Text from letter to pupils explaining the findings of the inspection
22 January 2009
Inspection of John F Kennedy Roman Catholic School, Hemel Hempstead, HP1 2PH
You will know that we recently came for a day to inspect your school. Thank you to those of you who took the trouble to speak to us in lessons, meetings or around the school. I thought you would be interested in what we have said in our report.
You are fortunate to go to an outstanding school. Thanks to the inspired leadership of your headteacher and senior leaders, the very high quality care, support and guidance you receive and your own dedication to want to do the very best you can, you achieve very high standards in your examinations. In the great majority of lessons, the quality of teaching is at least good and, over time, improving.
You have said that you all get on very well together and feel safe and secure coming to school.

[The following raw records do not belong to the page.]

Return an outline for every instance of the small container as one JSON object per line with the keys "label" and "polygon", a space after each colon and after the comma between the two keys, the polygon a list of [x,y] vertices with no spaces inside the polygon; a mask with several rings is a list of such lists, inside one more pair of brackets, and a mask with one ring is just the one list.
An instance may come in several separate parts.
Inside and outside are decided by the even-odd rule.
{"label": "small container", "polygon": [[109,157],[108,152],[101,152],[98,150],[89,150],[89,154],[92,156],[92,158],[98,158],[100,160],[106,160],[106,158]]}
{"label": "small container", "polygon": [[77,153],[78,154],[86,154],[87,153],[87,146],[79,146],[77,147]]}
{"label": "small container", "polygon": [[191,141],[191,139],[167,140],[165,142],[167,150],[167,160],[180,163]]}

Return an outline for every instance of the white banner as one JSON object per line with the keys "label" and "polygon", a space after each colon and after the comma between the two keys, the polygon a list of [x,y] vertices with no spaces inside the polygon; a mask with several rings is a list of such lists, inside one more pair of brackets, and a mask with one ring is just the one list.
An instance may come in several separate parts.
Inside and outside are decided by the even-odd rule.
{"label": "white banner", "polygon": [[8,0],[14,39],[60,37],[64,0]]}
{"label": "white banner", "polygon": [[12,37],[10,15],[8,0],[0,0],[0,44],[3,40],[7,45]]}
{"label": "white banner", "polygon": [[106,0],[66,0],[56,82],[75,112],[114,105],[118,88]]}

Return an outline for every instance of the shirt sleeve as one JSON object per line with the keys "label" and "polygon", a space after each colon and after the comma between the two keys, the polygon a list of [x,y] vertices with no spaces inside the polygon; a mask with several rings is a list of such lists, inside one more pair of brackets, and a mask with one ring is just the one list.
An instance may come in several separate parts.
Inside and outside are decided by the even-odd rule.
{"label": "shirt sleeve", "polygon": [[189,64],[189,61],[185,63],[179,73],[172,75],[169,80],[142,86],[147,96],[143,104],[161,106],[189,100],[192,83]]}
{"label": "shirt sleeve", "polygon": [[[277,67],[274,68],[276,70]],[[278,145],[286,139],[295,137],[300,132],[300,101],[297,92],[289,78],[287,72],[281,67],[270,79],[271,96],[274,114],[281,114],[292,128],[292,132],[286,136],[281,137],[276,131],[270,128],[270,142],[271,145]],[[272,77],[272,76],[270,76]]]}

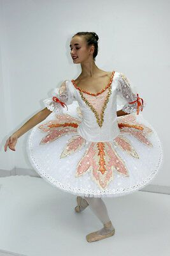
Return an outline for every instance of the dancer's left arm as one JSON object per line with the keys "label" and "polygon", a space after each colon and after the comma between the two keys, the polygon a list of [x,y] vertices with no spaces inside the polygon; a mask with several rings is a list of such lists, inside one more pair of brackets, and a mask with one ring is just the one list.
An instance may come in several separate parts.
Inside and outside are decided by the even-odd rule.
{"label": "dancer's left arm", "polygon": [[127,78],[122,73],[120,73],[116,90],[117,100],[120,100],[124,104],[122,109],[117,111],[117,116],[134,112],[139,115],[146,106],[145,100],[139,97],[136,88],[130,84]]}

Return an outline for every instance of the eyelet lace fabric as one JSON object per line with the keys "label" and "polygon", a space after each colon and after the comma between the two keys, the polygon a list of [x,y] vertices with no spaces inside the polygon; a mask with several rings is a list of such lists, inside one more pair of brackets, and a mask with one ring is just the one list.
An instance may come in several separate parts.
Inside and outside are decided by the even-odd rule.
{"label": "eyelet lace fabric", "polygon": [[[127,113],[136,112],[137,103],[129,104],[137,99],[136,88],[130,84],[127,77],[122,73],[120,73],[118,84],[117,87],[117,97],[120,98],[120,100],[124,102],[122,107],[123,111]],[[143,100],[143,108],[146,106],[146,101]],[[141,111],[141,106],[139,106],[139,111]]]}
{"label": "eyelet lace fabric", "polygon": [[[82,196],[120,196],[148,184],[160,169],[163,151],[159,136],[141,113],[132,113],[136,111],[136,106],[129,106],[127,102],[136,99],[135,90],[122,75],[117,77],[113,83],[108,109],[105,109],[108,115],[104,115],[101,140],[95,143],[83,138],[78,132],[78,128],[85,120],[89,127],[89,134],[94,129],[98,136],[98,125],[94,113],[78,93],[80,104],[72,104],[78,96],[69,81],[65,80],[59,88],[53,91],[52,97],[43,100],[52,113],[30,131],[27,151],[33,168],[55,188]],[[106,92],[103,93],[103,97]],[[108,118],[111,111],[112,115],[116,115],[116,93],[124,103],[124,109],[131,111],[131,115],[115,120],[119,123],[121,136],[113,140],[111,136],[111,140],[105,141],[103,134],[111,133],[113,127]],[[63,111],[60,103],[52,100],[54,96],[70,105],[69,115],[65,108]],[[92,103],[97,105],[97,110],[99,111],[100,108],[94,99]],[[87,117],[84,115],[86,113]],[[122,172],[124,164],[128,175]],[[101,185],[105,182],[107,186],[99,186],[99,179]]]}

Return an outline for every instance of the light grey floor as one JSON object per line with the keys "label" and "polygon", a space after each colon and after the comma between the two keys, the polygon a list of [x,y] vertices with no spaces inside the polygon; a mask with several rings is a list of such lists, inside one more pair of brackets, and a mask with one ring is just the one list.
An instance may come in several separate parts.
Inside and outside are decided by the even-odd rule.
{"label": "light grey floor", "polygon": [[41,178],[0,178],[0,249],[27,256],[169,256],[169,195],[138,191],[104,198],[116,232],[94,243],[85,236],[102,225],[90,208],[74,212],[76,197]]}

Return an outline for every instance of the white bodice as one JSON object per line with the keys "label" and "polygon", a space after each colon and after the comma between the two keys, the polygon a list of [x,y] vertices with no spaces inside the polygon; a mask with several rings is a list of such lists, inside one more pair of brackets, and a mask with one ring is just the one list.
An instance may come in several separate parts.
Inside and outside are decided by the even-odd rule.
{"label": "white bodice", "polygon": [[[71,80],[65,80],[60,88],[55,88],[53,97],[57,97],[67,106],[77,100],[81,109],[81,122],[77,132],[90,141],[113,141],[120,134],[117,124],[117,104],[121,102],[122,110],[131,113],[137,110],[136,90],[130,85],[127,77],[122,73],[115,72],[108,86],[94,96],[78,90]],[[62,113],[61,104],[53,100],[53,97],[43,100],[45,106],[57,115]],[[144,107],[146,102],[143,104]],[[68,108],[71,108],[68,106]],[[139,106],[139,111],[142,106]]]}

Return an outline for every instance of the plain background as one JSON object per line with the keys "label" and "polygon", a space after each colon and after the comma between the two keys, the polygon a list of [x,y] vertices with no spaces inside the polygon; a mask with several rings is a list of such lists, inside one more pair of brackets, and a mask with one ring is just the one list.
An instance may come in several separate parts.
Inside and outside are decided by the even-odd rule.
{"label": "plain background", "polygon": [[69,53],[72,36],[94,31],[96,63],[124,73],[147,107],[143,115],[162,141],[164,163],[152,184],[170,186],[169,7],[167,0],[0,1],[0,169],[32,168],[25,151],[27,134],[16,151],[8,138],[44,108],[43,99],[63,80],[81,72]]}

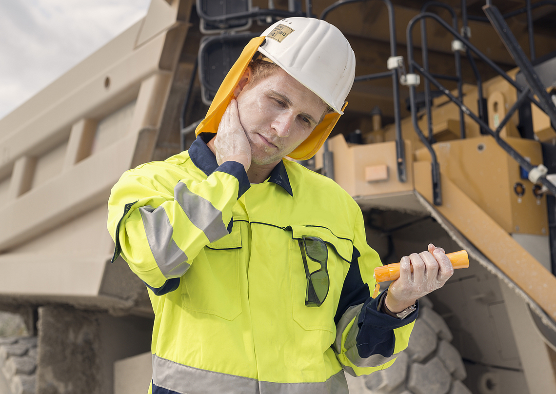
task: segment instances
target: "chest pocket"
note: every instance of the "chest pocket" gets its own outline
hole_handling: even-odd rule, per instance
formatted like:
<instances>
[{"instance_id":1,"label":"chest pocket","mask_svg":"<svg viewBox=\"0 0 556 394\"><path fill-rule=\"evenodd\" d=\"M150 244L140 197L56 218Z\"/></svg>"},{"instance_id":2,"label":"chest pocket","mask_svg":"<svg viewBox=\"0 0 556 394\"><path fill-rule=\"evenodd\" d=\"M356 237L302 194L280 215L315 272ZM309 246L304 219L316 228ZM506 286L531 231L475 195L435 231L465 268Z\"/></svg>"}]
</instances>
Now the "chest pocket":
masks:
<instances>
[{"instance_id":1,"label":"chest pocket","mask_svg":"<svg viewBox=\"0 0 556 394\"><path fill-rule=\"evenodd\" d=\"M240 223L232 232L211 242L182 277L183 308L233 320L241 313L239 282Z\"/></svg>"},{"instance_id":2,"label":"chest pocket","mask_svg":"<svg viewBox=\"0 0 556 394\"><path fill-rule=\"evenodd\" d=\"M344 280L348 275L351 260L353 244L349 240L339 238L327 228L304 226L292 226L289 260L291 278L292 307L294 320L304 330L336 332L334 316L340 300ZM330 288L326 299L317 307L305 306L307 276L298 240L302 236L319 237L324 241L328 249L326 263ZM306 258L309 273L320 268L320 264Z\"/></svg>"}]
</instances>

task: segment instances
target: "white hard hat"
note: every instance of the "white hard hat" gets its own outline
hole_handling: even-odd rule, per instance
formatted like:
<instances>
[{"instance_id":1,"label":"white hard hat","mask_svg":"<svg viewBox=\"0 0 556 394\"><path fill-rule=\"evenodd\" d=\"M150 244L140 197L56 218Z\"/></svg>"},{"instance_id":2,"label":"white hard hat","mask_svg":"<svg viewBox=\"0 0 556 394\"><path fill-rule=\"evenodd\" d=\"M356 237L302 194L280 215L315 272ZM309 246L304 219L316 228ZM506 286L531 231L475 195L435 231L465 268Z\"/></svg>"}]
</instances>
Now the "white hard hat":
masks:
<instances>
[{"instance_id":1,"label":"white hard hat","mask_svg":"<svg viewBox=\"0 0 556 394\"><path fill-rule=\"evenodd\" d=\"M261 34L259 51L341 114L355 76L355 55L337 28L314 18L294 17Z\"/></svg>"}]
</instances>

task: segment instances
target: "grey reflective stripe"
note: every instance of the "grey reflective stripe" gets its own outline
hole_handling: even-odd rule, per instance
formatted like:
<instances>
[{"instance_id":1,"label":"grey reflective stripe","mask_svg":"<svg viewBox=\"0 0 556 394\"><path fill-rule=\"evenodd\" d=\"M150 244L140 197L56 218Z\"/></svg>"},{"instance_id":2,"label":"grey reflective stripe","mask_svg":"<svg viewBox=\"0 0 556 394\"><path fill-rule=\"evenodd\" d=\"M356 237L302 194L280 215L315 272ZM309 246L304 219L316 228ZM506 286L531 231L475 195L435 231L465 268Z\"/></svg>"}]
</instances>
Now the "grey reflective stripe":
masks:
<instances>
[{"instance_id":1,"label":"grey reflective stripe","mask_svg":"<svg viewBox=\"0 0 556 394\"><path fill-rule=\"evenodd\" d=\"M326 382L318 383L260 382L261 394L349 394L348 382L340 371Z\"/></svg>"},{"instance_id":2,"label":"grey reflective stripe","mask_svg":"<svg viewBox=\"0 0 556 394\"><path fill-rule=\"evenodd\" d=\"M152 256L162 275L167 279L179 278L190 267L187 256L172 238L173 228L162 207L154 209L150 205L139 208L147 240Z\"/></svg>"},{"instance_id":3,"label":"grey reflective stripe","mask_svg":"<svg viewBox=\"0 0 556 394\"><path fill-rule=\"evenodd\" d=\"M346 350L344 355L348 360L351 361L354 365L360 368L378 367L379 365L382 365L388 362L390 360L394 360L398 357L401 352L392 355L388 357L384 357L381 355L372 355L366 358L363 358L359 356L359 352L357 350L357 342L356 341L357 335L359 333L359 327L357 325L357 322L359 320L359 313L361 312L361 309L363 306L363 304L350 306L340 319L340 321L338 322L338 324L336 326L336 341L334 342L334 347L336 348L337 352L339 352L339 351L341 350L342 333L345 330L346 327L348 327L349 322L355 317L355 321L354 322L353 325L351 326L351 328L350 328L348 335L346 336L346 340L344 344L344 347ZM344 369L350 375L355 376L354 375L355 372L354 372L353 370L351 367L346 367L346 366L344 366Z\"/></svg>"},{"instance_id":4,"label":"grey reflective stripe","mask_svg":"<svg viewBox=\"0 0 556 394\"><path fill-rule=\"evenodd\" d=\"M348 394L344 371L326 382L273 383L189 367L152 355L152 382L183 394Z\"/></svg>"},{"instance_id":5,"label":"grey reflective stripe","mask_svg":"<svg viewBox=\"0 0 556 394\"><path fill-rule=\"evenodd\" d=\"M192 193L183 182L178 182L174 188L174 198L191 223L205 233L209 242L230 233L224 225L222 212L209 200Z\"/></svg>"},{"instance_id":6,"label":"grey reflective stripe","mask_svg":"<svg viewBox=\"0 0 556 394\"><path fill-rule=\"evenodd\" d=\"M373 355L366 358L361 358L357 351L357 346L353 346L346 351L345 355L348 360L353 363L354 365L360 368L368 367L378 367L385 364L397 357L401 352L392 355L389 357L385 357L382 355Z\"/></svg>"},{"instance_id":7,"label":"grey reflective stripe","mask_svg":"<svg viewBox=\"0 0 556 394\"><path fill-rule=\"evenodd\" d=\"M357 318L355 319L355 321L350 329L350 332L348 335L348 337L346 338L346 342L344 346L348 349L350 346L355 345L355 338L359 332L359 327L357 325L357 321L359 319L359 312L361 312L361 308L363 307L363 304L362 303L350 306L344 312L344 315L340 318L340 321L336 325L336 340L334 341L334 347L336 348L337 353L341 352L342 335L344 333L344 331L345 331L350 322L353 320L353 318L357 316ZM353 343L351 343L351 342Z\"/></svg>"}]
</instances>

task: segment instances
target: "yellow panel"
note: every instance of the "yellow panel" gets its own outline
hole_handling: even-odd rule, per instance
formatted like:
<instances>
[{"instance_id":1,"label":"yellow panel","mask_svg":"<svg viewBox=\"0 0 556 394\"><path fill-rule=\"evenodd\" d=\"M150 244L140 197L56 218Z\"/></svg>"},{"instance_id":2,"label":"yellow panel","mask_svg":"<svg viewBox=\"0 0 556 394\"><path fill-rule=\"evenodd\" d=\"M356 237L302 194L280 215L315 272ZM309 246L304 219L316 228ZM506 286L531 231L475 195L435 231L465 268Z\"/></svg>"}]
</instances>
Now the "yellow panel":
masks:
<instances>
[{"instance_id":1,"label":"yellow panel","mask_svg":"<svg viewBox=\"0 0 556 394\"><path fill-rule=\"evenodd\" d=\"M432 203L430 163L414 163L415 189ZM447 177L443 204L435 206L456 228L556 320L556 277L549 272Z\"/></svg>"},{"instance_id":2,"label":"yellow panel","mask_svg":"<svg viewBox=\"0 0 556 394\"><path fill-rule=\"evenodd\" d=\"M542 162L538 142L511 138L506 141L532 164ZM520 178L519 165L494 138L484 136L439 142L434 149L443 173L507 232L547 233L546 198L537 200L533 183ZM417 152L416 158L430 161L424 149ZM514 191L517 183L525 189L521 197Z\"/></svg>"}]
</instances>

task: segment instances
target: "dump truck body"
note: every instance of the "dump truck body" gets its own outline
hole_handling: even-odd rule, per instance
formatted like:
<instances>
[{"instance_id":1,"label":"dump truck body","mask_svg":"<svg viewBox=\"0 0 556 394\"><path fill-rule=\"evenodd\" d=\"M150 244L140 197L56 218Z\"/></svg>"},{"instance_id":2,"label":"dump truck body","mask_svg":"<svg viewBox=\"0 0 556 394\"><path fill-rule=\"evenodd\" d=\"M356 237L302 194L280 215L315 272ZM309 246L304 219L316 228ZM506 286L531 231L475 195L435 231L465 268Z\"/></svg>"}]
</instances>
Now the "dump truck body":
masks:
<instances>
[{"instance_id":1,"label":"dump truck body","mask_svg":"<svg viewBox=\"0 0 556 394\"><path fill-rule=\"evenodd\" d=\"M276 9L292 14L301 6L291 2L289 10L276 3ZM413 2L392 3L390 8L383 2L345 4L326 13L351 43L358 77L389 72L399 82L404 76L401 67L389 71L388 60L403 54L406 64L406 28L421 9ZM507 13L525 5L507 3ZM332 4L313 1L312 12L321 15ZM153 315L142 282L121 258L110 262L114 244L106 203L125 171L165 159L194 138L211 94L197 76L213 68L200 61L206 37L226 32L220 40L228 43L224 54L207 57L221 73L236 50L227 40L258 35L276 17L275 10L261 11L266 2L240 5L247 8L232 9L251 13L227 20L223 9L200 11L206 6L201 1L152 0L144 18L0 119L0 306L23 316L29 336L38 337L38 346L25 342L36 340L0 338L0 388L39 394L146 391ZM459 2L444 5L463 16ZM448 9L436 6L428 11L450 21ZM476 8L469 8L475 16ZM554 18L535 10L536 48L547 55L535 69L552 83L556 74L548 54L556 39L543 23ZM508 17L526 48L520 17ZM435 21L425 26L426 41L414 34L416 49L430 52L425 71L453 75L454 36ZM529 112L516 111L498 138L485 133L485 126L496 131L519 99L508 78L522 85L527 78L488 21L477 17L467 26L470 42L508 78L478 61L480 83L466 65L459 87L455 77L445 78L446 86L470 113L484 109L486 124L466 112L460 118L461 107L446 94L431 99L427 109L390 77L361 78L334 134L304 163L333 176L359 204L368 243L384 263L429 242L447 252L465 249L470 257L469 268L423 301L414 332L420 339L396 361L398 369L350 380L351 392L556 392L553 197L500 143L552 173L556 132L550 114L533 104ZM246 29L251 33L241 32ZM463 57L465 48L458 45ZM24 346L18 347L20 341ZM36 368L13 366L25 357ZM443 384L430 388L427 374L442 377Z\"/></svg>"}]
</instances>

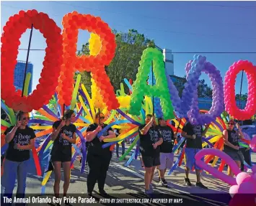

The curriculum, particularly in the sixth form, offers you many opportunities, which you take up willingly.
We have suggested one thing that we think will help the school to go on and improve further. We saw very high quality marking in your books in some subjects, which let you know exactly what to do to reach the next level. We have asked the school to make sure that this quality of marking is matched in all your subjects.
You should feel rightly proud of your school and your contribution to its success. May I take this opportunity to wish you well in your exciting new building and for older students leaving this year in your future careers.